The funny thing about comic books is that their stories do a job of representing the time period they were presented. Supergirl’s first comic series (Affiliate Link) was printed in 1972 by DC. When Supergirl was first introduced in the 50s, she was wearing a dress. By the time she had her own series, she was wearing a puffy shirt and hot pants as a costume. Seriously.
Beside Supergirl’s hideous 70s outfit, another indicator of the times were the choice of story plots. I would even go as far as to say the stories were sexist. While Superman was busy beating up unstoppable villains, Supergirl was helping other girls work out relationship problems. An example would be Supergirl issue 3, where she doesn’t fight any super villains at all. At the end of the story, we see Supergirl crying because she was not able to get a date for the Valentine’s Day dance.
Now let’s take a step back and look at this scenario. Supergirl is stronger than Superman because she is his older cousin (it’s a long story, take my word on this). Now, for someone so powerful, we see Supergirl crying on the ground over boys. Seriously. I know this was a comic series geared toward girls. But if you ask me, it sends the wrong message.
Luckily, modern comics have been improved over the years. Supergirl is now portrayed as she should be: strong mind, will, and strength. If you are a fan, a good place to get Supergirl graphic novels is at Things From Another World. I love seeing all the cool stuff they have at that site.

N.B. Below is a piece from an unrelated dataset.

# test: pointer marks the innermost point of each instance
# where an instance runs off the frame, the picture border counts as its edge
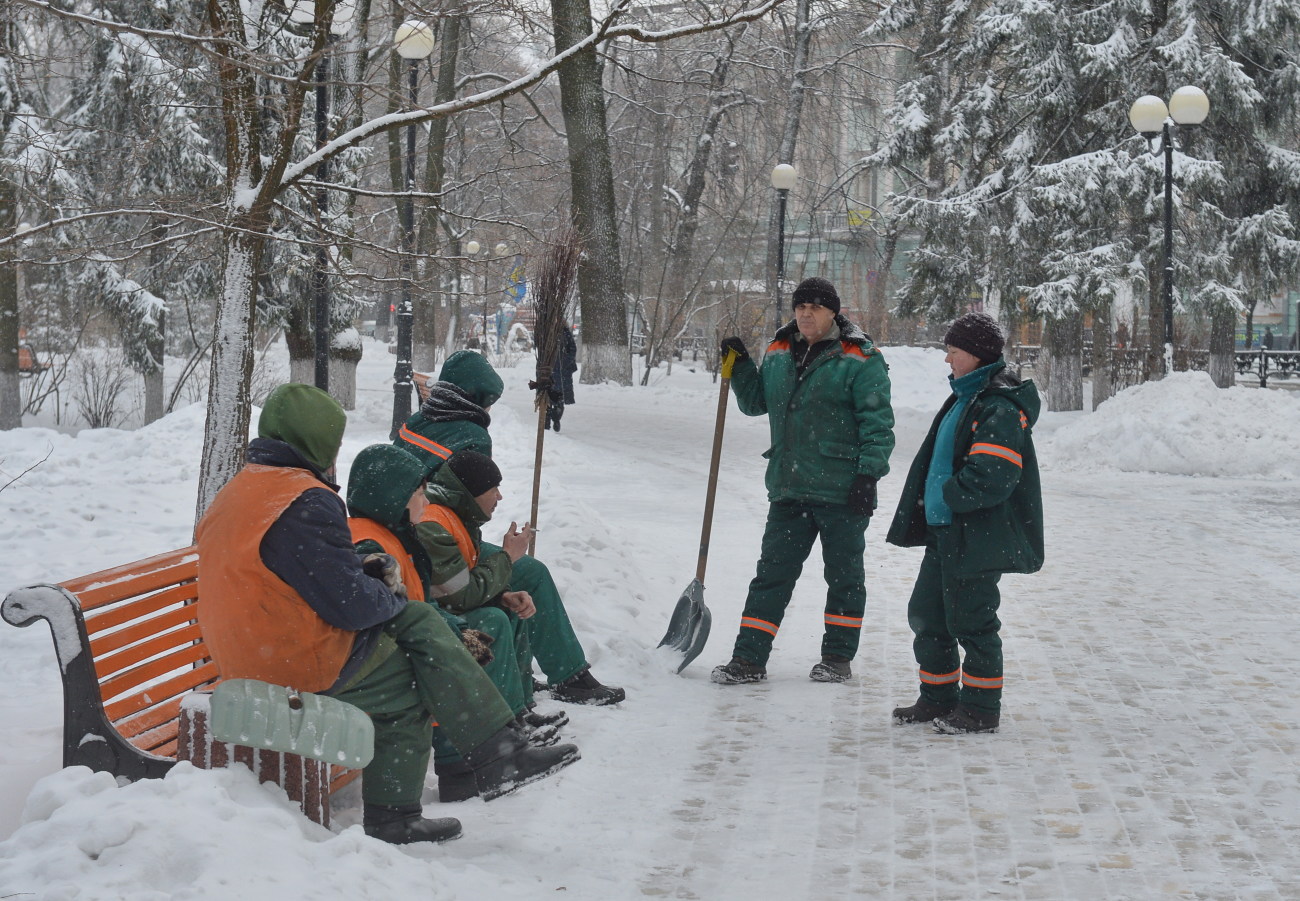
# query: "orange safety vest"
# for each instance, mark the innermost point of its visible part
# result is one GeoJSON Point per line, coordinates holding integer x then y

I’m not sure why Supergirl was crying. I mean, she’s got super strength, X-ray vision, and heat vision. She could have easily burned her way through the wall of loneliness and gotten a date. But I guess sometimes it’s easier to cry and hope someone will come to your rescue. I mean, come on, with all her powers she could easily find a date without breaking a sweat. Maybe she was just having a moment of weakness, or maybe it was just a convenient plot device to drive home the idea that being popular and having a date is important, even if you’re Supergirl. Either way, it’s safe to say that modern interpretations of Supergirl are much more empowering and less stereotypical.